Long-term vulnerability management and SSO security strategy

The CVE-2025-59718 situation underscores the importance of mature vulnerability management and identity security processes. Risk remains high even when patches exist if:

– security updates are deployed with significant delays;
– continuous monitoring of logs and network activity is absent;
– there is no accurate inventory of internet-facing services such as FortiCloud SSO.

To improve resilience, organizations should adopt centralized monitoring for perimeter devices, enforce multi-factor authentication (MFA) wherever technically feasible, and regularly conduct penetration tests and configuration audits of network security appliances. Maintaining a current asset inventory and prioritizing remediation for exposed services are critical to reducing the attack surface.
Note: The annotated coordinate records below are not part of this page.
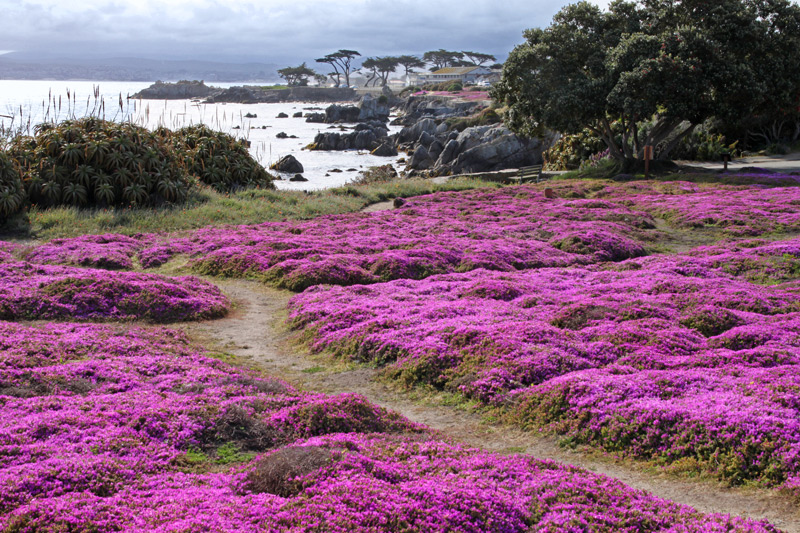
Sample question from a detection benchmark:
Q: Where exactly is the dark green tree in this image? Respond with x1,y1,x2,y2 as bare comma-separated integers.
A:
493,0,800,163
397,55,425,76
316,49,361,87
278,62,317,86
461,51,497,67
422,48,464,70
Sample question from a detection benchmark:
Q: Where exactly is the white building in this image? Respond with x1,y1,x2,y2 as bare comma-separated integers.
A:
411,66,492,85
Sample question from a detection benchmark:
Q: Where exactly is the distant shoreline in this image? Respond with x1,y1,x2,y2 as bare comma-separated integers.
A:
129,80,358,104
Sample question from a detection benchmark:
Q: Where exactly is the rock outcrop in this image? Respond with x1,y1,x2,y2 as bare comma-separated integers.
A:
392,95,486,126
310,121,389,151
132,80,219,100
269,154,303,174
408,124,545,174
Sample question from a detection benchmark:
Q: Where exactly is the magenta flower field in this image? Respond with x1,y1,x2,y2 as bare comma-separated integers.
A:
0,258,229,322
0,181,800,533
0,322,775,532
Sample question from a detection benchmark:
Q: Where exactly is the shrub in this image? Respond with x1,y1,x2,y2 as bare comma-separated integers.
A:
246,446,333,498
0,151,25,220
162,125,274,192
447,107,503,131
351,164,397,185
9,117,191,206
543,129,606,170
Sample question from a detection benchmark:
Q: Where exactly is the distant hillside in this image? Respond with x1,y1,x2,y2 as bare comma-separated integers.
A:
0,53,279,82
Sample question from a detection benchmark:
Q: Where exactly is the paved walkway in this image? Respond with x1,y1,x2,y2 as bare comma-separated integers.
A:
675,153,800,173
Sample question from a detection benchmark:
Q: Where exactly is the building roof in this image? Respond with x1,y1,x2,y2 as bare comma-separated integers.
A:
431,66,480,74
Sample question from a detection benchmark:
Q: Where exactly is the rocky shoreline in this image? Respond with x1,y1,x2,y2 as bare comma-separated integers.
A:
131,80,357,104
134,82,548,177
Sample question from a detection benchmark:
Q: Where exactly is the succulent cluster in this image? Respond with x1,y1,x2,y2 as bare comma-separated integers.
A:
0,117,273,216
9,117,191,206
0,151,25,221
163,125,273,192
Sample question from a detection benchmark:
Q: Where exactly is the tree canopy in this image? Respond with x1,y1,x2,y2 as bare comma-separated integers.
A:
278,62,316,85
315,49,361,87
493,0,800,160
361,56,400,87
397,55,425,76
422,48,464,70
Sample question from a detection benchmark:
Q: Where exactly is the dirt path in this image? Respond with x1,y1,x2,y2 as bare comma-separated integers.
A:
187,280,800,533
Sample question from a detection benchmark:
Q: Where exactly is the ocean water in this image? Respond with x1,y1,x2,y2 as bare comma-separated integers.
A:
0,80,400,190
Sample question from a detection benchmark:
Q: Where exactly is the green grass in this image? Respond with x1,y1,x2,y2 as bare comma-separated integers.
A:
0,178,498,240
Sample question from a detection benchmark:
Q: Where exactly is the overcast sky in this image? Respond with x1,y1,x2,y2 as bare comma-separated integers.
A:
0,0,608,65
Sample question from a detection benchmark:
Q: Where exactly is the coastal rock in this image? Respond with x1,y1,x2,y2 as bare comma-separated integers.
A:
306,113,325,124
325,104,361,124
392,95,487,126
358,94,389,122
269,154,303,174
444,126,544,174
409,146,434,170
371,142,397,157
132,80,217,100
311,123,388,151
397,118,437,144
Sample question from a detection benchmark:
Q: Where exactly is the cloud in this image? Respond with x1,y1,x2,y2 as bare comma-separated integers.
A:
0,0,607,64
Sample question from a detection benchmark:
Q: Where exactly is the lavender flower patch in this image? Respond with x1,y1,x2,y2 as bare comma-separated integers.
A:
290,251,800,486
23,187,657,291
25,233,141,270
0,261,229,322
0,241,22,263
631,182,800,237
0,322,777,532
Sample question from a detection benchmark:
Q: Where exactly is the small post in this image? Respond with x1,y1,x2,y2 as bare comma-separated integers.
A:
722,153,731,170
644,145,653,180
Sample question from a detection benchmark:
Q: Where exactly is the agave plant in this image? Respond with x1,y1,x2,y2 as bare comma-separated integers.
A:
42,180,61,204
85,139,109,165
0,151,25,219
62,183,89,205
5,117,192,210
72,165,98,188
94,182,117,205
161,126,274,192
122,183,148,205
59,143,84,166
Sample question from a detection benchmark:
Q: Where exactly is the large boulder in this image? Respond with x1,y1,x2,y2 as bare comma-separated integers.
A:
407,125,544,174
358,94,389,122
132,80,220,100
450,126,544,174
397,118,437,144
269,154,303,174
311,122,388,151
371,142,397,157
325,104,361,124
408,145,434,170
306,113,326,124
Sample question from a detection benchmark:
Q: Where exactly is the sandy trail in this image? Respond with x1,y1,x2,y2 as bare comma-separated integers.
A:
187,280,800,533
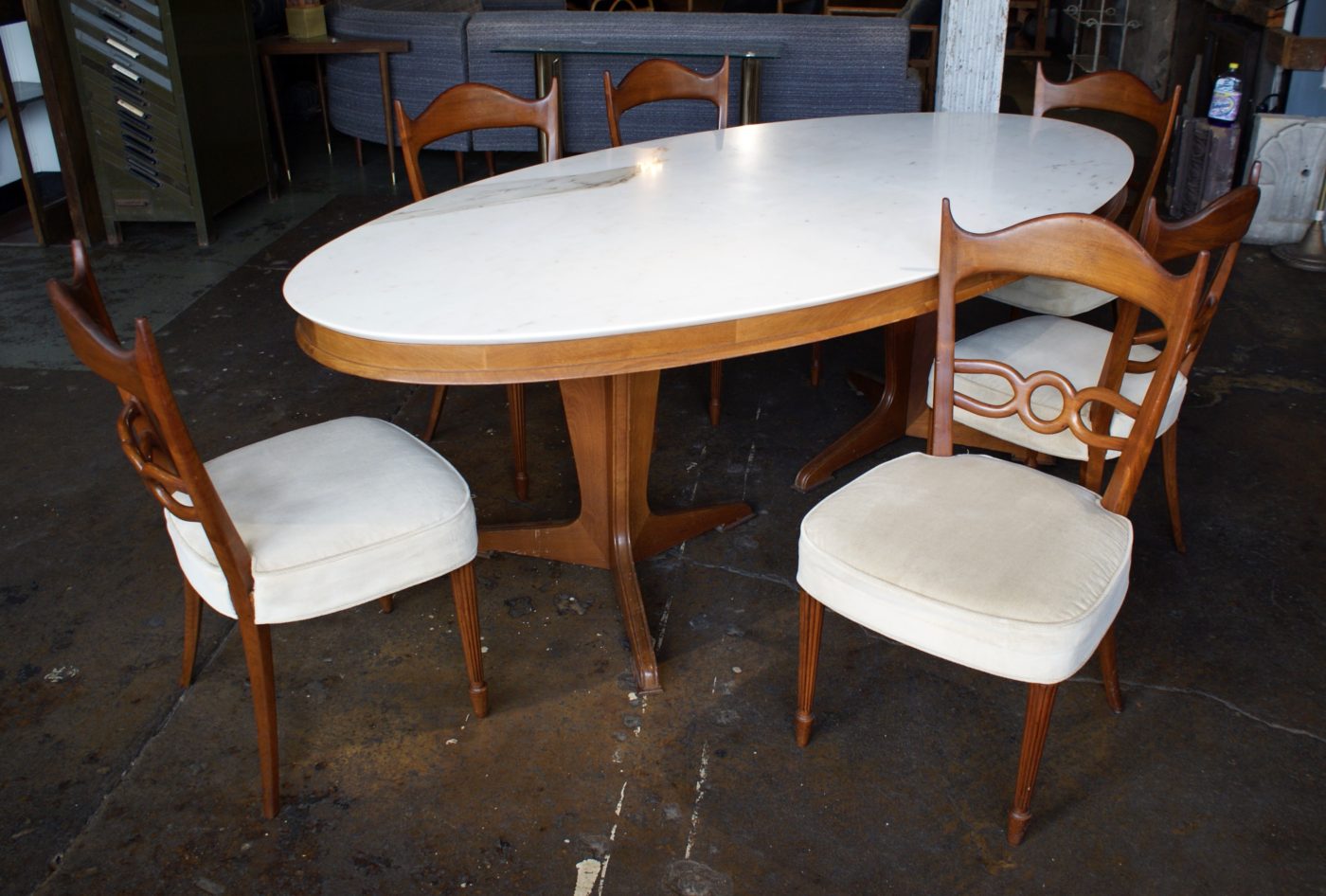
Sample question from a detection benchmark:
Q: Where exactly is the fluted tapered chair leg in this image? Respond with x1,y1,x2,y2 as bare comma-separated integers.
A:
179,580,203,688
1008,684,1060,846
507,383,529,501
797,588,825,746
1095,626,1123,713
419,385,447,441
451,564,488,718
1160,424,1188,554
709,361,723,427
240,619,281,817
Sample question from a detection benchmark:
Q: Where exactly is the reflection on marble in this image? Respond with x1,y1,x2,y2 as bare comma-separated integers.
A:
285,113,1133,345
382,147,667,223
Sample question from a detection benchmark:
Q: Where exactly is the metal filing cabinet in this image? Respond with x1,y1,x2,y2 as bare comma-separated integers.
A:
63,0,273,245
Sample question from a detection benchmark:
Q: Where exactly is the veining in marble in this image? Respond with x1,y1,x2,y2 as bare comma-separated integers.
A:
285,113,1133,345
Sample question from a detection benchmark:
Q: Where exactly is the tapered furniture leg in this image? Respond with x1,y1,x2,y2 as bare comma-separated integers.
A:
451,564,488,718
1095,624,1123,713
1160,424,1188,554
507,383,529,501
1008,684,1060,846
179,580,203,688
709,361,723,427
240,619,279,817
796,314,935,492
419,385,447,441
797,588,825,746
478,369,752,693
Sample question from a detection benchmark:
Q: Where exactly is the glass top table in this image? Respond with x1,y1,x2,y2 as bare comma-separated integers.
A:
492,36,782,134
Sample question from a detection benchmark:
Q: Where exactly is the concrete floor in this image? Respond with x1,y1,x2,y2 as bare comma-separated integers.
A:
0,81,1326,896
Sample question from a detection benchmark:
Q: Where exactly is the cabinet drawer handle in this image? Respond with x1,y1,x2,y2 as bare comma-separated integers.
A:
106,37,138,60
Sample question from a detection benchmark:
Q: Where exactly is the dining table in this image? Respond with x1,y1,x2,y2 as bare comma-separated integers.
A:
284,113,1133,693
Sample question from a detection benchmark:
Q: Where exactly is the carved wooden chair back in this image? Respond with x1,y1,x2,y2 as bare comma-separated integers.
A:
1031,63,1181,233
46,277,253,621
929,199,1210,515
603,57,728,146
1120,162,1261,376
395,79,563,202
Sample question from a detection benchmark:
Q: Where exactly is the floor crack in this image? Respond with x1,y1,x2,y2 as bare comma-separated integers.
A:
682,558,797,591
1068,676,1326,744
32,624,239,893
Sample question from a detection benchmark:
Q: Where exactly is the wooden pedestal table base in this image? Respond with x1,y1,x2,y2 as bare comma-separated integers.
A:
796,314,935,492
796,306,1050,492
478,369,752,693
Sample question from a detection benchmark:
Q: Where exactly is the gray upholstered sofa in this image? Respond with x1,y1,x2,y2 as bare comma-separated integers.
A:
328,0,921,152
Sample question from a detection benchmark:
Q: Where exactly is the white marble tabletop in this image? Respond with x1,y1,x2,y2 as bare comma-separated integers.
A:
285,113,1133,345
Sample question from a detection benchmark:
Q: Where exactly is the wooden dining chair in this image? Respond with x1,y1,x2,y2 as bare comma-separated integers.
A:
395,79,563,501
603,56,729,425
985,63,1181,316
46,242,488,817
796,199,1210,844
931,163,1261,551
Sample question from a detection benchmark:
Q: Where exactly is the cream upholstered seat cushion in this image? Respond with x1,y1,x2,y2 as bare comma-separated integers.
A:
985,276,1115,316
927,315,1188,460
166,418,478,624
797,454,1133,684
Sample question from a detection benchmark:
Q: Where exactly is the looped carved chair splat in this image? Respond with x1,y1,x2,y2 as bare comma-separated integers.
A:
796,200,1208,844
46,242,488,817
931,166,1260,551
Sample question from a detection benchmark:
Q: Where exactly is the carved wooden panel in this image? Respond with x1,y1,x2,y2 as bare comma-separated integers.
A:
1170,118,1240,218
1244,116,1326,245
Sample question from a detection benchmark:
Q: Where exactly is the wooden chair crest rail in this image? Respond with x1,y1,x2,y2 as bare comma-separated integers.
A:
395,79,563,501
796,200,1210,844
988,63,1181,316
46,242,488,817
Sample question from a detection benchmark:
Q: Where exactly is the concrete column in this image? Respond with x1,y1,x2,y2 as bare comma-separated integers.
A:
935,0,1008,112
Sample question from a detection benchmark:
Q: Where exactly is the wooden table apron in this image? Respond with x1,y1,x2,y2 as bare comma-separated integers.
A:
286,112,1131,693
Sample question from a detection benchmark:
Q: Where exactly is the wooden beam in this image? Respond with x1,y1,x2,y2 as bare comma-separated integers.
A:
1266,27,1326,72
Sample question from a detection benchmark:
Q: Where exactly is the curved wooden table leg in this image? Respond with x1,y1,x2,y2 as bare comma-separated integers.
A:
796,314,935,492
478,371,752,693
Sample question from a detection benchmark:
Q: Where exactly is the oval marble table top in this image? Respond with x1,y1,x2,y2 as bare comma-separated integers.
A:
285,113,1133,345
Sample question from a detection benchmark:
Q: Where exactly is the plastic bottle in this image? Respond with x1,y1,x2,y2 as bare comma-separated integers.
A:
1207,63,1243,127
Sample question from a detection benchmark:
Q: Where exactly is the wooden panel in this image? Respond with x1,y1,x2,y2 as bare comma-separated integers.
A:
1266,27,1326,72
The ongoing FortiGate attacks show that even mature security products from leading vendors remain attractive and vulnerable targets, and that adversaries rapidly automate the exploitation of newly disclosed flaws. Organizations relying on Fortinet FortiGate and FortiCloud SSO should promptly disable vulnerable functionality, thoroughly assess devices for compromise, and be prepared to deploy new FortiOS releases as soon as they are available. Consistent monitoring, disciplined patch management, and a proactive approach to identity and configuration security are now essential prerequisites for maintaining a robust network security posture.